Speaking to reporters at the Nato Summit in Washington DC, the prime minister acknowledged he was unsure of the mechanism that would be used to change Sir Laurie’s powers.

“The intention is clear, whatever the technical way of doing it is, we’ll find a way to do it,” he said.

Sir Keir spoke to Sir Laurie on his first day in Downing Street “to have a discussion with him about standards and the enforcement of standards”.

The prime minister said the importance of this had been impressed upon his ministers too.

“I was really clear with the cabinet that standards apply. I made it clear the ministerial code, they will be receiving a copy of it, and it will have the Nolan Principles inside and alongside it.”

The so-called Nolan Principles were first set out almost 30 years ago and aim to set a moral template against which those in high office should judge their actions.

The Seven Principles of Public Life, as they are also known, are selflessness, integrity, objectivity, accountability, openness, honesty and leadership.

“That is the standards I expect of them. As I’ve said throughout, people falling short of the required standards will face consequences, as you would expect,” the prime minister said.

For more than a decade there have been calls for the independent adviser on ministers’ interests to be able to initiate their own investigations.
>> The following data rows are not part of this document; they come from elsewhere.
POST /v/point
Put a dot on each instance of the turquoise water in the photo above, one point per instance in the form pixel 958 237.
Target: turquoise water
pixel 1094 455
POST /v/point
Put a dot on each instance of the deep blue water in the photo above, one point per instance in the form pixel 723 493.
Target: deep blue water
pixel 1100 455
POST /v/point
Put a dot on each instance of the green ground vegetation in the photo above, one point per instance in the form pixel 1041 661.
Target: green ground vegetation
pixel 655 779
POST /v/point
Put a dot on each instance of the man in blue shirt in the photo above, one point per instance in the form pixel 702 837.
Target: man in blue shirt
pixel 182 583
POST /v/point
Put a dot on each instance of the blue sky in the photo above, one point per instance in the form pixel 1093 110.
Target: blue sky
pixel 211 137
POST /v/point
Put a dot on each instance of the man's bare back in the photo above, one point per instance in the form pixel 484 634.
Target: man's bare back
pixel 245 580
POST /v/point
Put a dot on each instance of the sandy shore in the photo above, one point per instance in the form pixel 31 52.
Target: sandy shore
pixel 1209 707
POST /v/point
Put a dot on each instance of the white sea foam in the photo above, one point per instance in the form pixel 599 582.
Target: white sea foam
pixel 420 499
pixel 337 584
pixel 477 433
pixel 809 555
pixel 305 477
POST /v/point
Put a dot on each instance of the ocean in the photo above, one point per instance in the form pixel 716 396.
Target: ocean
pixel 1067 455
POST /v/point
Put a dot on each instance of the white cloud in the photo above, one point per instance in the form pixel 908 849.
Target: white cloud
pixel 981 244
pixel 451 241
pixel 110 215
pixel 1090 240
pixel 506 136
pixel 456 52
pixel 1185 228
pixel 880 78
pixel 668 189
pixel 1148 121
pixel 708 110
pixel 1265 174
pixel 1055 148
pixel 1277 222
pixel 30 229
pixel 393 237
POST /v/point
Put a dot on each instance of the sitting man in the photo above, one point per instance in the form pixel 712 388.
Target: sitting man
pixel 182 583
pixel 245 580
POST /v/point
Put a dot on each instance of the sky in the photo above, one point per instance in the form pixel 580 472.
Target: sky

In 2012, MPs called for the change to be implemented saying they felt Sir Philip Mawer, the man in the role at the time, had been “cut out of the loop” of an inquiry into then-Conservative minister Liam Fox.

Dave Penman, head of the FDA trade union for senior civil servants, said in 2021 that the current situation creates an “obvious conflict”, adding: “The way to stop difficult decisions having to be made under the ministerial code is to stop any investigation in the first place.”